Why Mobile Social Media Marketing Hasn’t Taken Off

Mobile social media is like the Reese’s Peanut Butter Cup of marketing: two great tastes that are even better together. Social media is all about communication, and mobile devices are designed around facilitating communication.

Now, try to think of great mobile social marketing campaigns. How quickly do any come to mind? There seems to be a large-scale disconnect between mobile marketing and social media marketing, even though the two together sit at this sweet spot of an intersection of two of the fastest-growing marketing channels. Mobile programs tend not to be inherently social by design, while social marketing programs tend to include mobile as an afterthought, if at all. There are a number of reasons why this hasn’t happened as fast as it should to keep up with shifts in consumer behavior.

First, mobile and social are broad and hard to define. If a retailer includes Yelp reviews of one of its locations in a mobile banner ad, is that considered mobile social media? Is Shazam a mobile social application, even if most people use it to access more content rather than share anything with their friends? Much of Twitter’s usage comes from mobile devices, so does that mean that any earned or paid media program involving tweets is inherently mobile? There are, then, two ways to look at this challenge.

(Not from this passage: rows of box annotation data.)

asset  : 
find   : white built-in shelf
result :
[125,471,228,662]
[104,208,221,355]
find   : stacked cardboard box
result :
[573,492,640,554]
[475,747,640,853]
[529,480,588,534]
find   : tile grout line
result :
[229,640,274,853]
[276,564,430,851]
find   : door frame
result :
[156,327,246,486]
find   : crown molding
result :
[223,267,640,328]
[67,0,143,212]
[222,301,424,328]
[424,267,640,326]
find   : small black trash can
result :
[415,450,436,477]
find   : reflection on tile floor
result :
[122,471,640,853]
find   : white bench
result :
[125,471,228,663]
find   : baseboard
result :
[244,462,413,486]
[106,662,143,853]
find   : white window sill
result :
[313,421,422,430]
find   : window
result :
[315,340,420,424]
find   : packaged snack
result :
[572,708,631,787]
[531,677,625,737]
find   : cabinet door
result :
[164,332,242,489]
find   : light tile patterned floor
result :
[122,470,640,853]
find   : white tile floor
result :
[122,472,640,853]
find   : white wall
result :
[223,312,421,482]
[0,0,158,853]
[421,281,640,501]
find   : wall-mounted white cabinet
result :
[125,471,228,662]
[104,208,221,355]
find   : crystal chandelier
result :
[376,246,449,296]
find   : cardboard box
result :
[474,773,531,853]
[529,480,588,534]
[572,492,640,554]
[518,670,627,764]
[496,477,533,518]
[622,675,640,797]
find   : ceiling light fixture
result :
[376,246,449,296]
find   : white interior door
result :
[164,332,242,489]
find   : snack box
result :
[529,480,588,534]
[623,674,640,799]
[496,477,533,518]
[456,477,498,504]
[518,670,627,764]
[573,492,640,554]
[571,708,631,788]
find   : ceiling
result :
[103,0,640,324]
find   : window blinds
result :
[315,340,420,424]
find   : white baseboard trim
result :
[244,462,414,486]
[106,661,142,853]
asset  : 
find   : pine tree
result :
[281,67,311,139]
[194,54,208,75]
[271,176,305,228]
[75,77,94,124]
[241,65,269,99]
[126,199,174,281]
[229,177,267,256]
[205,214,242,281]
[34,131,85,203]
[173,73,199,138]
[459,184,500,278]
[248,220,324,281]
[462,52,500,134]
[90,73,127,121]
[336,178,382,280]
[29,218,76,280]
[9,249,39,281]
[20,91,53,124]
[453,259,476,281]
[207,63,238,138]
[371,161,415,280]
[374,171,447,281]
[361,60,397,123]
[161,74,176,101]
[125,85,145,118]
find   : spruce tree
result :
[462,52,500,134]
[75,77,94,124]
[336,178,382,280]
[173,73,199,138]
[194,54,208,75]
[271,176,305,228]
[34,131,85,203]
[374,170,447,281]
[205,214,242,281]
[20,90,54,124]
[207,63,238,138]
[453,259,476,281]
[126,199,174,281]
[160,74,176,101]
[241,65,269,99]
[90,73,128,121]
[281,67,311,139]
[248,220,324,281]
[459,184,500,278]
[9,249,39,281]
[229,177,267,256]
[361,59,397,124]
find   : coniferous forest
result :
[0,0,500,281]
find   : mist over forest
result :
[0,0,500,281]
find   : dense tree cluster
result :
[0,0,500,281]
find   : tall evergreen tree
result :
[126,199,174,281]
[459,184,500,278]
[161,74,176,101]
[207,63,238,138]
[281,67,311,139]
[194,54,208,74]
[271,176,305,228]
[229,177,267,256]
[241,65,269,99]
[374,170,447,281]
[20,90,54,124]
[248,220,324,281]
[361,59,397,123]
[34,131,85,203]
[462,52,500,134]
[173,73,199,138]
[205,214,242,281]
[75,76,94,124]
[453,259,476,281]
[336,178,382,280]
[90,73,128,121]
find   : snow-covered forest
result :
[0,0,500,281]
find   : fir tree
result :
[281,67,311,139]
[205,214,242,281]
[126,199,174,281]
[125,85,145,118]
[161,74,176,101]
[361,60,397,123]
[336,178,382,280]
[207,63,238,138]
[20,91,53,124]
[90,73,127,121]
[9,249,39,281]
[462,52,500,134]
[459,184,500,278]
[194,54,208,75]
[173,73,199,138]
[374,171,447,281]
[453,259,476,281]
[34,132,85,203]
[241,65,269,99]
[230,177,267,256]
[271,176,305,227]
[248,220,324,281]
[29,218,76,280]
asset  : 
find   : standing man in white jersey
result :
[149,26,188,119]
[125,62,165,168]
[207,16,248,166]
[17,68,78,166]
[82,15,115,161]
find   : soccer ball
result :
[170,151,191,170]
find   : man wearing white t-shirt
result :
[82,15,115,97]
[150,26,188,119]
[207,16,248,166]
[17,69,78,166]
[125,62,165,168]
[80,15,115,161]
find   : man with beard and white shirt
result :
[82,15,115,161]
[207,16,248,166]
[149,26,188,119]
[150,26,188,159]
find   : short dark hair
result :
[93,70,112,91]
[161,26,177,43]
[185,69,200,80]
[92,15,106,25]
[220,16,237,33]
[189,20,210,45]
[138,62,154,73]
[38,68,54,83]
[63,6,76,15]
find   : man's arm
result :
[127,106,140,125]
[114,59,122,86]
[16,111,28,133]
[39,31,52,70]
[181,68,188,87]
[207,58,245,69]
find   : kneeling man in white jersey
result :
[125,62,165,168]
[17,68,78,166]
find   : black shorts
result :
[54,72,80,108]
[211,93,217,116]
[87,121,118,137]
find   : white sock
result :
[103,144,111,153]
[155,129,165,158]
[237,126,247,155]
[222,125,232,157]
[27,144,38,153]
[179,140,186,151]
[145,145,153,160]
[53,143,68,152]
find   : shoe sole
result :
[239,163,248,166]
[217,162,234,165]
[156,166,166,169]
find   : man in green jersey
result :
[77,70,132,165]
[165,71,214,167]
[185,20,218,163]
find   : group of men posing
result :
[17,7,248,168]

In the Yelp example, it’s a matter of how the program is designed, in terms of how well it simultaneously incorporates mobile and social elements at its core. In the Shazam and Twitter examples, it’s a mobile social campaign if people interact with it using social behavior via mobile devices.

Another challenge is that mobile and social don’t tend to have clear owners within organizations. Each field requires some degree of subject matter expertise, such as community management for social and app or Web development for mobile. Strategically, though, social and mobile work so much better when they’re integrated with other media, so they shouldn’t be contained in silos. Both also tie in with organizational disciplines that aren’t always well connected, such as advertising, customer service, public relations, and research and development.

Lastly, technologies, publishers and platforms often underserve marketers. Consider Facebook, which had more than 400 million mobile users before it started targeting them with sponsored stories. If marketers wanted to target mobile users there, they had no way to do so beyond creating some content and hoping people accessed it from mobile devices or building mobile apps or sites that used Facebook Connect. Foursquare had branded badges early on, but those were never meant to scale, and it is just now rolling out a paid media offering with a limited number of advertisers. Marketers have creatively built campaigns around Instagram, but those tend to involve creating custom hashtags rather than promoting content to the app’s tens of millions of users.

These are three of the most successful mobile social technologies. When marketers have limited options with them, it dampens interest in trying to do more. Consider what would happen if television marketers couldn’t work with the major networks and could only advertise on the WB, AMC and MTV; those three options might be effective, but marketers wouldn’t invest too much of their time focusing on TV.

There are bright spots, though. As USA Network SVP of Digital Jesse Redniss told eMarketer, “The term social TV is just going to go away. It’s going to become the way that we all do creative executions across multiple platforms while engaging with users.” Social media is an inherent part of everything the brand does, and it must work well across all kinds of devices.

Consider that a post-mobile-social world. That’s likely the end result, several or many years out. Before that happens, marketers and their partners need to overcome their internal obstacles to effectively plan for the cross-channel mobile social opportunities that will captivate consumers in the years ahead. Marketers will need to adapt if they want to meaningfully connect with the hundreds of millions of people using mobile social media.

David Berkowitz is vp of emerging media at 360i.